(3)エルサレムからの旅立ち 

 サティヤはイェシュアとはじめて会ったときのことをありありと思い出した。イェシュアは数人の黒服の男たちに追われ、サティヤの父親が統率する隊商のキャンプ地に逃げ込んできたのだった。作者はそのときのイェシュアの様子をつぎのように描写する。

 彼の衣は肘のあたりが破れ、顔は薄汚れ、左膝に血が着いていた。しかし赤味がかったぼさぼさの巻き髪を見たとき、思わず私は吹き出してしまった。まるで女の子みたいだな、と思ったが、つぎの瞬間その目を見ると、女の子らしさは微塵もなかった。青灰色の瞳がじっと私のほうを見ていた。実際、その目はひとの内側をまっすぐに見ているのだ。あるいはひとを射すくめている、といってもいい。

 なぜ男たちに追われていたのか、イェシュアはためらいながら明かす。

「ぼくは強盗でも泥棒でもないよ。神殿の商人たちが並べている台をひっくり返してきたからなんだ」

 これはもちろん「ヨハネの福音書」第2章の「神殿事件」をふまえている。イエスは過ぎ越し祭が近づき、人でごった返す宮殿内の市場に乗り込み、羊や牛、商人を追い出し、両替商人の金をまき散らし、その台をひっくり返すという暴挙にでたのだ。これが比喩かどうか、悩ましい箇所である。「イエスは自分のからだである神殿のことを言われたのである」と聖書には書かれているので、比喩なのだろう。でなければ、イエスは損害賠償すべきである。ともかく、おなじようなことを12歳のイェシュアが行い、商人たちから追われることになってしまった。

 サティヤと会ったことが、イェシュアの運命を大きく変えることになった。彼は世界を旅する隊商に興味津々で、サティヤにたいしても質問攻めにした。

「勉強はどうするの?」

「お父さんは、旅をすることで心が大きくなると言っているよ。旅をすれば、学べるんだ。ぼくは4つの言葉がしゃべれるし、ベナレスからエルサレムのルートも描くことだってできるんだ。それにお父さんの部下から数学や占星術を習ってるし」

「ぼくにも教えてくれないかな」

 サティヤはびっくりする。教えを乞われたことなどなかったからだ。

 イェシュアはさらに、「ぼくが隊商に加わりたいって、父君に頼んでいただけないかな」と話し、サティヤを驚かせた。

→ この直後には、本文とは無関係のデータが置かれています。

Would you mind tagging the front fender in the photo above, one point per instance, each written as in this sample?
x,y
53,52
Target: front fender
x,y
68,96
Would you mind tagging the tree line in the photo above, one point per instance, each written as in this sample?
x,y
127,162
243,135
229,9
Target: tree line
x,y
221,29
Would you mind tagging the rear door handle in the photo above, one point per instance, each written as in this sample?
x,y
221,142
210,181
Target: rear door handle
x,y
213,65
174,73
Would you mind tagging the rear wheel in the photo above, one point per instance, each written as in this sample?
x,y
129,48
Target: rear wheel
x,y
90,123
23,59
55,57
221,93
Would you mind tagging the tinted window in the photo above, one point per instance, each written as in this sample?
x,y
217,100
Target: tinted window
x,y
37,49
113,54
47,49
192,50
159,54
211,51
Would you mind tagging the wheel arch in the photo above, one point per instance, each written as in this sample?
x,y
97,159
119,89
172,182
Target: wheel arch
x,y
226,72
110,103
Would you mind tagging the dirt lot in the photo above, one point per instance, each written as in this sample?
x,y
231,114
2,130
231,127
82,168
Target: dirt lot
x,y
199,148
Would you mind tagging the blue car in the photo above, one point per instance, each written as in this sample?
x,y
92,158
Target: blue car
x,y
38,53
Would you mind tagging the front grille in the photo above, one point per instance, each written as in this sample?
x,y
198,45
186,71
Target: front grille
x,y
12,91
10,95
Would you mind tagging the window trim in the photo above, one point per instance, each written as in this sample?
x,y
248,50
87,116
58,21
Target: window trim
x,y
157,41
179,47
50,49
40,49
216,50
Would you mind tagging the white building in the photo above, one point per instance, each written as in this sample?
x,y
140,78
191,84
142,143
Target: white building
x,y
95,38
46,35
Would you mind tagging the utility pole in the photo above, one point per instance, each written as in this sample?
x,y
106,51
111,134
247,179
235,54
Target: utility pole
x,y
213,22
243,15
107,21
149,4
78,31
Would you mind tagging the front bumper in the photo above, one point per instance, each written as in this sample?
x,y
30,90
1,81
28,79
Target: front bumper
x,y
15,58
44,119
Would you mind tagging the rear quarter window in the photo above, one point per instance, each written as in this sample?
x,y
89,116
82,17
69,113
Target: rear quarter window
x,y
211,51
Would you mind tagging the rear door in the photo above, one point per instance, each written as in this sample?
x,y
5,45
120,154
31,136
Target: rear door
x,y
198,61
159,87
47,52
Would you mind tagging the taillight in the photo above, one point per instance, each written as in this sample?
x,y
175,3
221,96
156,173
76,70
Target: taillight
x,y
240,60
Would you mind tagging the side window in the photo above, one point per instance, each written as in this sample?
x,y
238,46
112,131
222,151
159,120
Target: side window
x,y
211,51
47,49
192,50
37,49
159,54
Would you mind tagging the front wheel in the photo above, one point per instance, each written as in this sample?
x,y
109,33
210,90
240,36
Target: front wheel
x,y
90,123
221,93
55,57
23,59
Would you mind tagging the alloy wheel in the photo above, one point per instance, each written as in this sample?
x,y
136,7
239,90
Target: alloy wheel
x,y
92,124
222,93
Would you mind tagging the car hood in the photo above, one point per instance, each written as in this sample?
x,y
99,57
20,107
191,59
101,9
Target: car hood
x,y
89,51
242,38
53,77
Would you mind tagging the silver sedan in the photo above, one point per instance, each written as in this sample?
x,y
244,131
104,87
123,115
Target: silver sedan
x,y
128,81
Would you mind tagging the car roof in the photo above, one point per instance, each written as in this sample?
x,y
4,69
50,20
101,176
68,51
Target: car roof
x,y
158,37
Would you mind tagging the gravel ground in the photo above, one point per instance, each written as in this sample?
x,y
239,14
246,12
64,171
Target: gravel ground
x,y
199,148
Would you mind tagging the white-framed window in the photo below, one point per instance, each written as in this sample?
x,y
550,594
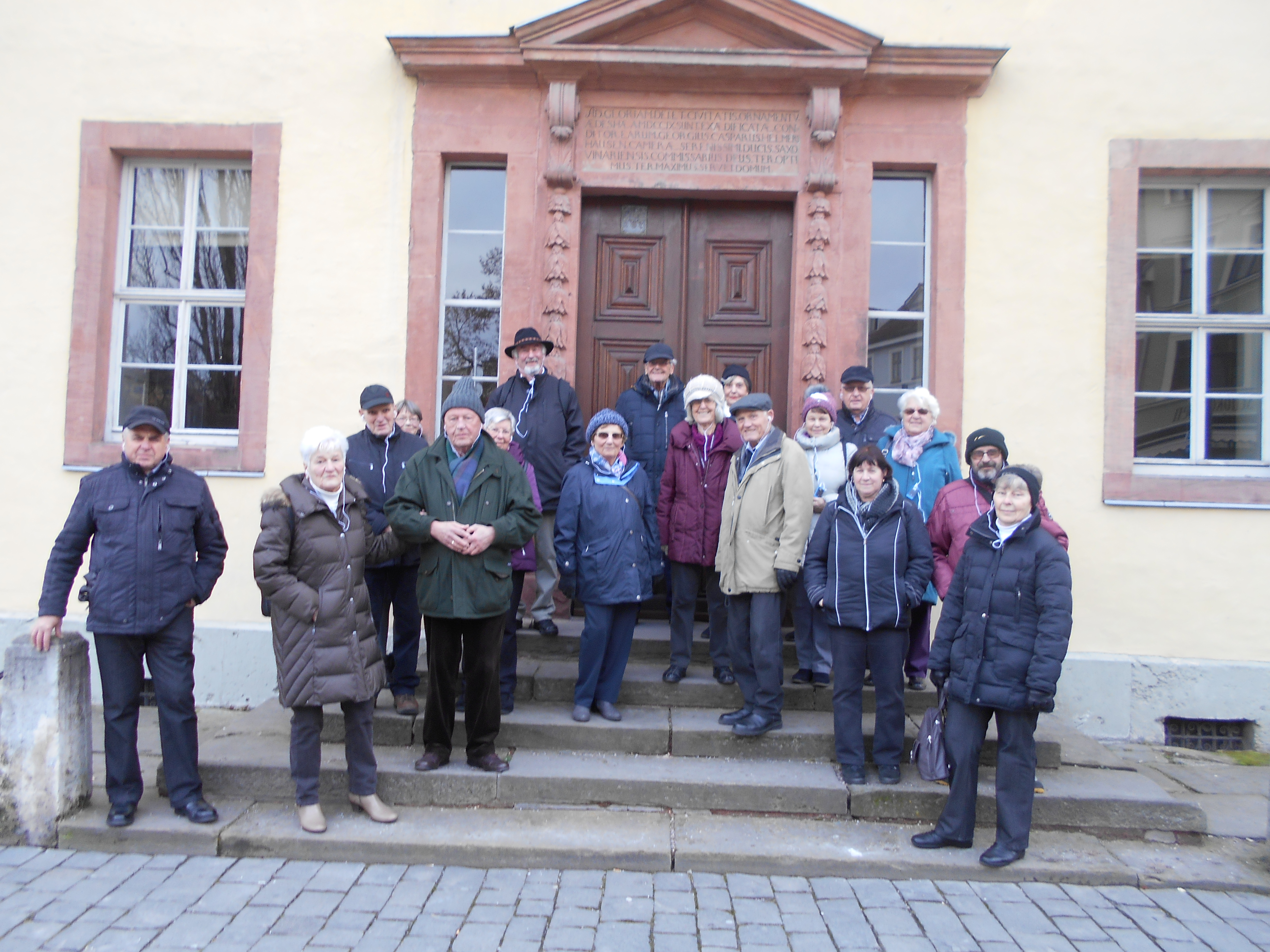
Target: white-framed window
x,y
1203,355
472,286
180,295
900,273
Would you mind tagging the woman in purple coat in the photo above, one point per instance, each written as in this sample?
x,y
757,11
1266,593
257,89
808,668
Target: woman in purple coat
x,y
500,425
689,513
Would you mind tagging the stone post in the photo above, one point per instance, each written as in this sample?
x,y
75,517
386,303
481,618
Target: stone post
x,y
46,733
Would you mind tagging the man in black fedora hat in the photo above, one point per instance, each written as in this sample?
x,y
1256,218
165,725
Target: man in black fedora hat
x,y
550,431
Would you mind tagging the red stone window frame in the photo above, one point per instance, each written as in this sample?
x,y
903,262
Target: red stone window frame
x,y
1133,160
105,147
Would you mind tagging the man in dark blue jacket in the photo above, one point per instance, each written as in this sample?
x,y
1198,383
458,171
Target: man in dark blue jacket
x,y
158,550
376,456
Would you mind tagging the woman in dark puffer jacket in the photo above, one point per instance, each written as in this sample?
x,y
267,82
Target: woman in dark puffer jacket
x,y
868,565
1000,649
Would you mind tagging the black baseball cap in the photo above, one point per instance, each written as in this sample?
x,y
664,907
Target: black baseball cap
x,y
376,395
148,417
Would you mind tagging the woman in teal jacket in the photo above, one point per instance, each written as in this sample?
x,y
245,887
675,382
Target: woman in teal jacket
x,y
925,461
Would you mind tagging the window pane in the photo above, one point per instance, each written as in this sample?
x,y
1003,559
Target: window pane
x,y
1235,284
474,267
211,400
1235,218
470,341
159,197
1161,428
150,334
477,199
1165,218
900,210
141,386
1234,429
220,261
896,344
224,199
897,275
215,336
154,259
1235,364
1164,362
1164,284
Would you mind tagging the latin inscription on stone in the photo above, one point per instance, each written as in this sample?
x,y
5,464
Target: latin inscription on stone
x,y
718,141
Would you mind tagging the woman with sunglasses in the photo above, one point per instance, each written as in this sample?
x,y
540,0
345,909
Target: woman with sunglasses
x,y
924,460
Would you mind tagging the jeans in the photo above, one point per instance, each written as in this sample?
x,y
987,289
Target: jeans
x,y
395,587
171,656
758,650
811,633
478,643
964,730
882,652
307,749
606,644
686,581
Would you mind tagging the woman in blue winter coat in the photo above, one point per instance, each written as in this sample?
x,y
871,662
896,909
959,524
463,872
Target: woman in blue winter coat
x,y
609,553
1000,648
868,565
925,461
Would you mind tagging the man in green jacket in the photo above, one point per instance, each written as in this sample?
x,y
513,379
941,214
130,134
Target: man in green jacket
x,y
469,506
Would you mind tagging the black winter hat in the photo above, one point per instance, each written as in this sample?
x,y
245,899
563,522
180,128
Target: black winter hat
x,y
986,437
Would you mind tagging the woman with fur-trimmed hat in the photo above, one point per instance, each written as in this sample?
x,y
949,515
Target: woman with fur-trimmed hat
x,y
689,515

 サティヤの父親の許可を得たイェシュアは、後日、両親に付き添われて隊商のキャンプ地にやってきた。17年(あるいは18年)の間、イエスが何をしていたか、聖書には具体的な記述がない。映画『ジーザス・クライスト・スーパースター』のように、大工見習いとして父ヨセフの仕事を手伝っていたとみなされることも多いが、地元にはいなかったので、エルサレムで働いていたのかもしれない。しかしのちの宣教活動をするイエスを見るかぎり、かなり濃厚な、深みのある修行時代を送っていたに違いないと思う。

 作者は母マリアをつぎのように描いている。

 イェシュアの母は彼を愛情深く引き寄せ、あたかもかけがえのない、壊れやすいものを扱うように抱きしめた。彼らは母子というより弟と姉のようだった。母は息子とおなじ年頃のように見えた。背丈もおなじくらいだったのだ。とても小さくて、繊細だった。ふたりとも目は青かった。父が息子に心構えを述べているあいだ、母はその後ろに立って待っていた

 神格化された女性、あるいは聖なる母子を描くのはなんとむつかしいことかと思う。外典の多くはマリアがとても若かったとしている。たとえば『ヤコブ原福音書』によると、マリアがイエスを産んだのは16歳のときだった。そうすると、このときマリアは28歳だったということになる。姉と弟のように見えたのももっともなことだった。

 『イェシュア』では、こうしてイェシュアは両親に別れを告げ、隊商に加わってインドをめざした、としている。